Ao ouvir tantos autores, parece inevitável que elas queiram escrever suas próprias linhas. Ano passado, cada integrante do Pretas Poetas mandou uma carta para si mesma. “Sugeri isso para que todas entendêssemos que a escrita é nossa, indissociável da condição de mulher negra”, afirma Júlia.
Se a tendência é tirar das páginas os versos que serão falados, o oposto também pode ocorrer, afirma Ana Elisa Ribeiro, professora e pesquisadora no Centro Federal de Educação Tecnológica (Cefet-MG).
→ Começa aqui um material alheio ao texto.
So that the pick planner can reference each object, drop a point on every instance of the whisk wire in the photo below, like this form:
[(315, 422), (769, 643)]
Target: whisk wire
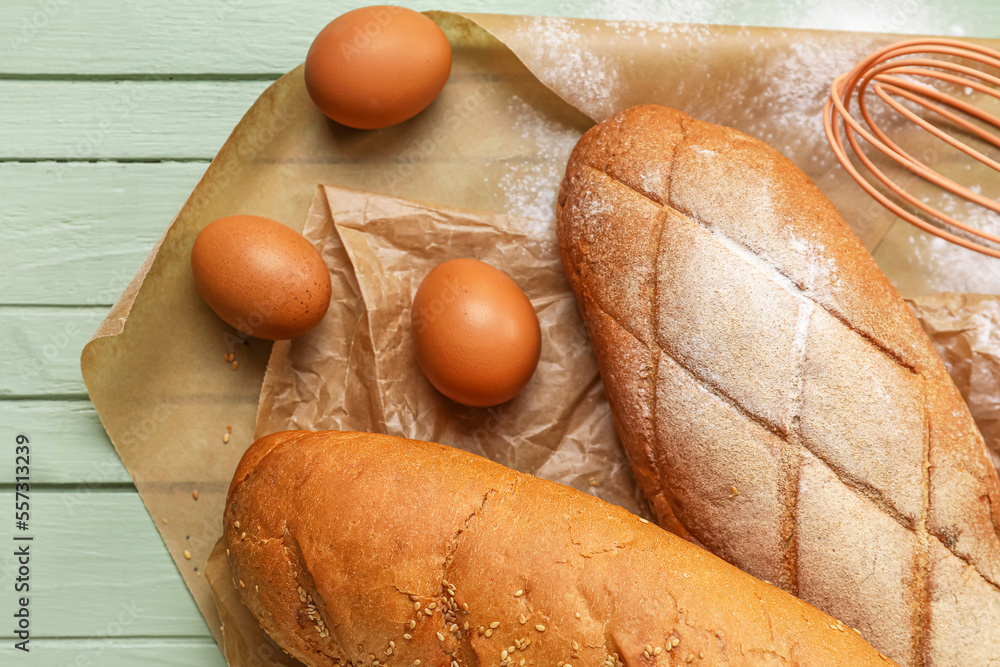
[(881, 73)]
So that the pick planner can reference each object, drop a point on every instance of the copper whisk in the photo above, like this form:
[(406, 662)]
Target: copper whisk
[(883, 73)]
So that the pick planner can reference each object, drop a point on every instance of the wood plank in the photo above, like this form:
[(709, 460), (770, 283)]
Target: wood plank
[(240, 37), (68, 443), (94, 120), (98, 566), (42, 355), (110, 651), (98, 225)]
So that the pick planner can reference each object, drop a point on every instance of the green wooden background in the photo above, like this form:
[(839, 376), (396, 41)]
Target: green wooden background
[(109, 113)]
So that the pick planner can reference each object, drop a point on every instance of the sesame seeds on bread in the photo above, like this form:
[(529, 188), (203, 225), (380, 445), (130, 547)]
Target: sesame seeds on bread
[(365, 549)]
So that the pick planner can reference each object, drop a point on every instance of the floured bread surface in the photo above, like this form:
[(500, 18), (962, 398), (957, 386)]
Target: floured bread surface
[(359, 549), (777, 399)]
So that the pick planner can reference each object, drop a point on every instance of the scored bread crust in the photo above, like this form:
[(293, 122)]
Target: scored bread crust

Depois de dizer um de seus poemas, ela o publicará em Álbum (Editora Relicário), livro que será lançado em 5 de maio, na Casa Guaja.
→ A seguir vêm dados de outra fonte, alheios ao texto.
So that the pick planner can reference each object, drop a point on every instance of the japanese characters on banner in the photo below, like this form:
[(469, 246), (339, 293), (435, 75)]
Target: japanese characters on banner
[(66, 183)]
Prenhez, escolhido para a quarta capa, foi declamado por Ana Elisa em diferentes ocasiões. “Foi selecionado porque funcionou falado. Pude senti-lo em situação de fala”, argumenta.
O projeto Palavra Viva tem 24 anos. Dedica-se à formação de jovens, explorando a interface entre teatro e poesia.
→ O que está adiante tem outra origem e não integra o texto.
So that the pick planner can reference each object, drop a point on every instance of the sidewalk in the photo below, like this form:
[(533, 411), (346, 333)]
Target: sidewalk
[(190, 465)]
Cada um constrói o próprio repertório, que pode incluir textos de escritores brasileiros e estrangeiros. “A poesia falada incentiva o hábito da leitura e o gosto pela literatura”, diz Robson Vieira, coordenador-geral do grupo. “Há muita afinidade entre o que o autor expressa e o que gostaríamos de dizer. A fala do escritor é universal”, observa.
A interpretação poética deve ser fiel ao texto, mas abrindo um universo de significados. “A capacidade de atravessar o espectador é intensa. Amplia o poder da palavra devido às variações sonoras e emocionais”, diz Robson.
Palavra de especialista
Ana Elisa Ribeiro
Poeta
Poesia sem pompa
A poesia falada é uma das modalidades mais antigas do mundo. Mesmo totalmente oral, sem matriz escrita. O que temos hoje, na maioria dos casos, é poesia oral que tem matriz escrita. Alguns poetas compõem por escrito para ser falado.